Introversion is not a disorder; it's a personality trait. You can be extroverted and suffer from SA/SP.

All of my immediate family members are introverted (some even more than me) and none of them have social anxiety.
 

UnOccupied

Well-known member
It seems like MOST of us weren't born with social anxiety. I mean, its not like we were conceived, and the doctor said, ok, this kid...he/she def. needs to have SA, they deserve it...HAHA, what a joke! We all just learned these stupid self conscious habits. I don't know about you guys, but now that i am in the process of, and almost at the point of overcoming SA, i realize it is something that CAN be managed and dealt with. The trickiest part is that the feelings of SA are SO strong that we believe them as the truth. They are so far from it! For me, its weird...its like i get nervous about being nervous. Like, i'm nervous about people thinking i'm anxious and scared of what they think of me. Just because i feel anxious this happens, its so irrational and dumb. I just hope you all realize you can overcome this, you just need some willpower and find out what works for you.

The biggest help for me has been realizing that i focus 100% of my thoughts ALL DAY on anxiety, and making sure i appear normal to everyone else.

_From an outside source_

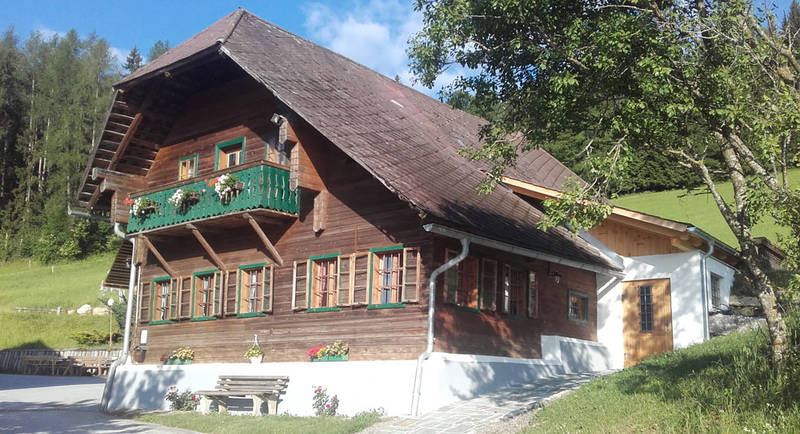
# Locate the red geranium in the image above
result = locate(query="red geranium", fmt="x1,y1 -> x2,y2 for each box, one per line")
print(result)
308,345 -> 325,358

Now, i would say i focus about 40% of my thoughts on anxiety, maybe even 30%, doesn't matter.

Don't know what else to say, im just frustrated that i can't communicate exactly how dumb and fake social anxiety is to you all, and i want you all to feel this power and energy i feel about my life now that i know who's in control. Good day to you all! :)
 

Predacon

Well-known member
I would say yes to some degree. Though its hard to remember as a child if it was just shyness or if it was definitely SA.